Ombak berkejaran ke tepian
pantai
Gulung menggulung tiada henti
Teriris seiris terbawa pergi
Tinggalkan luka menyayat hati
Apakah
kamu peduli?
Aku
peduli, namun itu perlu bukti
Kusemai
bibit di bibir yang menganga
Kumantrai
hidupnya kembali menggila
Lalu aku jatuh cinta
Pada ranum hijau bibirnya
Pada aromanya yang membuatku gila
Yang buncahkan harapan di dada
Mangrove oh mangrove
Tetaplah perkasa di sana
Biarkan laut membelai indah lembutmu
Karena ini bukan tentang aku dan kamu
Ini tentang hidup di alam semesta
(Catatan Aku untuk Mangrove Lestari, 11
Oktober 2024)
Empat bait puisi itu tiba-tiba saja tercipta di saat aku mau
bercerita tentang mangrove, atau yang lebih dikenal dengan sebutan bakau itu. Lalu
dari sekian banyak topik di muka bumi yang bisa diceritakan, mengapa harus
tentang mangrove? Dengarkan, dengarkanlah wahai kawan ceritaku ini.

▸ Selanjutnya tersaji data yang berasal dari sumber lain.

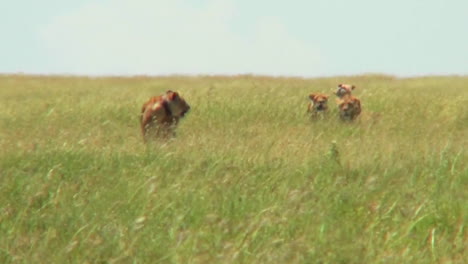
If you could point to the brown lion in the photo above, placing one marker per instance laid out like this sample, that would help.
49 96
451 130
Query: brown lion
161 114
349 107
344 90
318 104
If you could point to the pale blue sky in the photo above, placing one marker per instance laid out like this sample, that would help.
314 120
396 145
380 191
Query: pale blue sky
300 38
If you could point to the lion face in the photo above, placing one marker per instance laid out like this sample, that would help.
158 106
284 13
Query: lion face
178 106
344 89
350 108
161 114
319 102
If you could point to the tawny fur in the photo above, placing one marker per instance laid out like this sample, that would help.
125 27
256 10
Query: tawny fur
344 90
349 107
161 114
318 104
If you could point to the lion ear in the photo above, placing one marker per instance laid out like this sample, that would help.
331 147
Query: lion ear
172 95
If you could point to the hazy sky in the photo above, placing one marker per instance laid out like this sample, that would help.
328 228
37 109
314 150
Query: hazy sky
297 37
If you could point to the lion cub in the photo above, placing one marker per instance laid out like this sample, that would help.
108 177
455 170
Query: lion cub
318 104
349 107
161 114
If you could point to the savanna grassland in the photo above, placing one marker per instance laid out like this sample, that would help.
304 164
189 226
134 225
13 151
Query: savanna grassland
248 179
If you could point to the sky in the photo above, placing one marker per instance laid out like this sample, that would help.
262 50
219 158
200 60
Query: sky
306 38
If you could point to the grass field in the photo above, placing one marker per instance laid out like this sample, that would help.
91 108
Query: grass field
249 178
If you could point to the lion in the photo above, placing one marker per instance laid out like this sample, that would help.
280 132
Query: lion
161 114
318 104
344 90
349 107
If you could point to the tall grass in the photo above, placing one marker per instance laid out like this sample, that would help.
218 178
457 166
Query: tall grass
249 178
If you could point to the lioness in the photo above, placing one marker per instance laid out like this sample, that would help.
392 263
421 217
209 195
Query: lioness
344 89
349 107
160 115
318 104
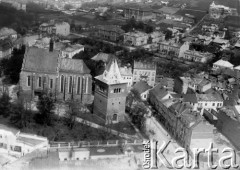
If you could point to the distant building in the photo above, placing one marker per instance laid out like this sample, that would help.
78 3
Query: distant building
58 28
136 38
144 71
179 119
156 37
127 75
110 94
138 12
18 144
217 11
173 48
8 33
46 70
109 32
6 48
143 88
70 50
222 64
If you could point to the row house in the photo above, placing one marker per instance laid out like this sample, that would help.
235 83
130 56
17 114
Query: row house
138 12
222 64
144 71
8 33
181 122
109 32
47 70
136 38
58 28
17 144
173 48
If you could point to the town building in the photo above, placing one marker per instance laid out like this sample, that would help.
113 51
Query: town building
8 33
6 48
70 50
55 28
136 38
217 11
143 89
144 71
18 144
110 94
197 56
138 12
156 37
179 119
127 75
222 64
109 32
46 70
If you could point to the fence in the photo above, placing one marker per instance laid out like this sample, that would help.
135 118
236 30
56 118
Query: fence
108 143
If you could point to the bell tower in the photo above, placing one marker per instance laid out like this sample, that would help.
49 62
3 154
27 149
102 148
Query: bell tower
110 94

Aku adalah anak pantai. Lahir dan besar di pesisir pantai
Kota Padang yang menghadap langsung ke lautan lepas Samudera Hindia. Suara
deburan ombak sudah menjadi musik penghantar tidur bagiku. Hingga akhirnya
suara bising mesin mulai pudarkan suara indahnya. Pantai yang dulu terbilang
luas, kini nampak menciut terkikis air laut, hingga menyisakan sedikit daratan
dari bibir pantai. Deretan bebatuan kali berukuran besar yang sengaja ditumpuk
membelah lautan, nampaknya tak cukup untuk melindungi pantai dari terjangan air
laut.
Pasir pantai yang luas itu, tempat dimana biasanya aku dan
kawan-kawanku bermain dan berlarian semasa kecil dulu telah tiada. Yang tersisa
hanya secuil kenangan yang kadang mengintip dari balik hempasan ombak.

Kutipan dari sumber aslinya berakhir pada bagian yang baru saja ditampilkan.